When people picture the Portugal–Scandinavia corridor, they usually picture it running one way: Nordic capital flowing south into Iberian solar farms, data centres and green-hydrogen plants. The most under-told half of the story is the reverse — and there is no cleaner example than this. Sonae, the Maia-based Portuguese retail group, controls Musti Group, the largest specialty pet-care retailer in the Nordics. And in its most recent quarter, that bet kept compounding: Musti reported net sales up 15.6% year-on-year to €138.5 million for the quarter ended 31 March 2026, with Norway surging 25.5%.

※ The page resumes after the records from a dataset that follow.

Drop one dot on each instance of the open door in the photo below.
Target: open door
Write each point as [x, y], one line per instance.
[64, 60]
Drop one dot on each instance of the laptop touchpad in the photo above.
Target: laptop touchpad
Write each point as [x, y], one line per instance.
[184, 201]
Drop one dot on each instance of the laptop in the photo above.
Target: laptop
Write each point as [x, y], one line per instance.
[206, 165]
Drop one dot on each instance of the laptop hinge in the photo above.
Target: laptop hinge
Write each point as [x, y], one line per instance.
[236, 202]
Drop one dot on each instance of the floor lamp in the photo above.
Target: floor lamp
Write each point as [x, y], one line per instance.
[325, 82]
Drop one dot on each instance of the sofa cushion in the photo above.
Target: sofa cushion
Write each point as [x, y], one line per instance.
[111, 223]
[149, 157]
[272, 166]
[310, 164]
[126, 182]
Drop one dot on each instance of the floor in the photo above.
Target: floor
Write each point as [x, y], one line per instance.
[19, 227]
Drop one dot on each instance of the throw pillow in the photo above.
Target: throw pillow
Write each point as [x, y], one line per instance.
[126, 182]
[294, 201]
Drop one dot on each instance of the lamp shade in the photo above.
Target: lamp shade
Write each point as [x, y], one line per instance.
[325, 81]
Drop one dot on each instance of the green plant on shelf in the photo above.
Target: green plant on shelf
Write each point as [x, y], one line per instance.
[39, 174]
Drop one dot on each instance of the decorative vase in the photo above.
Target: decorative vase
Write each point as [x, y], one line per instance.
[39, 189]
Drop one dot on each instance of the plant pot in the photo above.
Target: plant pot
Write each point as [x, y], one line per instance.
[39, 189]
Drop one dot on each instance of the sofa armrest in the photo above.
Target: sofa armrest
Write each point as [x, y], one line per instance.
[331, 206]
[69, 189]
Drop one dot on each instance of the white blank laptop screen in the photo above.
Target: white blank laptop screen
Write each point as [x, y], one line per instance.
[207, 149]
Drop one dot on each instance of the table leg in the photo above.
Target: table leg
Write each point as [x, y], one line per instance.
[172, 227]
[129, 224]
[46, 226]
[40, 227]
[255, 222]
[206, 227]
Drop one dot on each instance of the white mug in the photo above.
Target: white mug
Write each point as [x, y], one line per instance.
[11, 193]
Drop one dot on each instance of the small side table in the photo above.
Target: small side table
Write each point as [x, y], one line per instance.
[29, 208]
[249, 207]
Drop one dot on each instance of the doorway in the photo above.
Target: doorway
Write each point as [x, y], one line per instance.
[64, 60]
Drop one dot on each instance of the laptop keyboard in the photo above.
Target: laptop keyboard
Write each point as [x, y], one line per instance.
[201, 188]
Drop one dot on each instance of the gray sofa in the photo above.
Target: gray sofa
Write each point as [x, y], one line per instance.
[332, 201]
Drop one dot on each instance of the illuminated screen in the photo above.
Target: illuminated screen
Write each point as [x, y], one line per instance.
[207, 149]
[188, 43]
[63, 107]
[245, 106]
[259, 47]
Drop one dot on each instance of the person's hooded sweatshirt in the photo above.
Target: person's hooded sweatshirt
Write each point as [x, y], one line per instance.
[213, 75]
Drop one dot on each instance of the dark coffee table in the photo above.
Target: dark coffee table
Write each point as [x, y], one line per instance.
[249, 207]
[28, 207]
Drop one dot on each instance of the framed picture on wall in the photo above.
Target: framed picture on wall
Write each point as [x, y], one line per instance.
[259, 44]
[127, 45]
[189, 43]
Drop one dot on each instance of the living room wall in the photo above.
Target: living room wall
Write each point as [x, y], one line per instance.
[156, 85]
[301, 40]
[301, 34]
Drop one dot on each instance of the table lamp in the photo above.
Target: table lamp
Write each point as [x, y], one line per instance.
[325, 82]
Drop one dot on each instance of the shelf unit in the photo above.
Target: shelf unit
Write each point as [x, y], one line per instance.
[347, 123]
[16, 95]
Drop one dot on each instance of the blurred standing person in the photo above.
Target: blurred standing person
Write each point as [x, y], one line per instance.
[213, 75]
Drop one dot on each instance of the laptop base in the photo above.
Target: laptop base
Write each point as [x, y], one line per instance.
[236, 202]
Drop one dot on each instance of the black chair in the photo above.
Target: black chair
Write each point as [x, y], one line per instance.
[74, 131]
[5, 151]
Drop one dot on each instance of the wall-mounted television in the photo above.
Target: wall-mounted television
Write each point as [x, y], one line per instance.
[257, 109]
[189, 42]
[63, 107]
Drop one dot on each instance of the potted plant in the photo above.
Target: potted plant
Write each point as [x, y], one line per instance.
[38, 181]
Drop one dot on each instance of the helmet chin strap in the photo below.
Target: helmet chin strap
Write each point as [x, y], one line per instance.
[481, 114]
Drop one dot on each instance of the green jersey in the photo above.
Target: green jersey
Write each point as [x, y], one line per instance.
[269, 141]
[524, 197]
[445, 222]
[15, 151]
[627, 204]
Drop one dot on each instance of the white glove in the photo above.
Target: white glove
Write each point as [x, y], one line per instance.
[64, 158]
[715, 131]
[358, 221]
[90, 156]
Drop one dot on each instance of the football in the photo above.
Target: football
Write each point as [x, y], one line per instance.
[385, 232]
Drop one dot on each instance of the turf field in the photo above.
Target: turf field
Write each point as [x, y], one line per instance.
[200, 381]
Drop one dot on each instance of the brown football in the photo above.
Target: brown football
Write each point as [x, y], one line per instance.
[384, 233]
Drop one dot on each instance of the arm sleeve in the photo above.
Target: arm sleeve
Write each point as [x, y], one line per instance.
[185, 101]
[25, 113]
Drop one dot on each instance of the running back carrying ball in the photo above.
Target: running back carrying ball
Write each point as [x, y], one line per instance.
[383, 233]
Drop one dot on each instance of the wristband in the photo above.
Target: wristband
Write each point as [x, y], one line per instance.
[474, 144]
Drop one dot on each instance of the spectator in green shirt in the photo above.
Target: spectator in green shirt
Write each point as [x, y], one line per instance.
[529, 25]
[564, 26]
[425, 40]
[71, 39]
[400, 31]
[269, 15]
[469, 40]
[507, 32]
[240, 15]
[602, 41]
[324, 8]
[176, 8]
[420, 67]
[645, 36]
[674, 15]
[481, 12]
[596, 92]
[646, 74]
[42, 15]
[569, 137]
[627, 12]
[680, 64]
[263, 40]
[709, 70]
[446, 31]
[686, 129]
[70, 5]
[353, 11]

How a Portuguese retailer ended up owning the Nordics’ pet leader

Sonae did not build Musti from scratch — it bought it, and took it private. In a deal first announced in late 2023, a consortium led by Sonae alongside executives Jeffrey David, Johan Dettel and David Rönnberg launched a recommended public tender offer for all shares in Musti through the bid vehicle Flybird Holding Oy, valuing the company at roughly €868 million in equity at €26 per share. The acquisition completed in 2024, cleared by the European Commission, and Musti was subsequently delisted from Nasdaq Helsinki. It remains one of the most significant outbound acquisitions a Portuguese company has ever made in the Nordic region.

A genuine Nordic market leader

Musti is not a minor holding. It is the category leader across Finland, Sweden and Norway, running an omnichannel model that pairs a large store estate with e-commerce and subscription auto-replenishment. As of 31 December 2025 the group operated 497 stores — including 138 in Sweden and 91 in Norway, with the balance in its home market of Finland. The company has built a loyal, high-frequency customer base in a category that proves resilient through economic cycles: pet owners keep buying food and vet services when they cut back elsewhere.

Norway is the growth engine

The standout in the latest numbers is Norway, where net sales rose 25.5% year-on-year to roughly €24 million, with like-for-like growth of 12.6% on top of new-store ramp-up. During the quarter Musti acquired Petco Retail, which operates three locations in Norway, and opened two further directly operated stores. It is also pushing into the Norwegian veterinary market, extending from retail into higher-margin services. Group-wide, the active customer base grew 2.8% — a reversal from the slight decline a year earlier.

Sweden is the scale opportunity

If Norway is the growth story, Sweden is the scale story. With 138 stores, it is Musti’s largest market by footprint, and management’s stated priority there is to lift penetration of own and exclusive brands toward the levels long established in Finland — the lever that does the most for margin. Converging the Swedish operation onto the group’s most profitable playbook is where a chunk of the value-creation case for the take-private ultimately sits.

The honest caveat: still investing for growth

This is not a finished turnaround. Musti posted a net loss of €3.8 million in the quarter, slightly wider than the €3.5 million loss a year earlier — the cost of acquisitions, store openings and integration. The advantage of private ownership under Sonae is patience: free of the quarterly scrutiny of a public listing, the group can fund expansion and absorb near-term losses while it chases a Nordic pet market growing at an estimated 6% a year through 2028.

Why it matters for the corridor

This is Direction B in its purest form: not a Portuguese firm exporting a container of product to Stockholm, but a Portuguese group owning and operating a Nordic market leader — setting strategy, allocating capital and running hundreds of stores across three countries from a parent in northern Portugal. It is proof that the corridor is not a one-way street of Nordic money heading to Lisbon. For Portuguese corporates weighing the Nordics, Musti is the reference case: the region is not only a place to sell into, but a place to build a durable operating platform. The signals to watch from here are the margin inflection in Sweden, the pace of bolt-on deals like Petco, and whether the Norwegian vet push becomes a template for the rest of the group.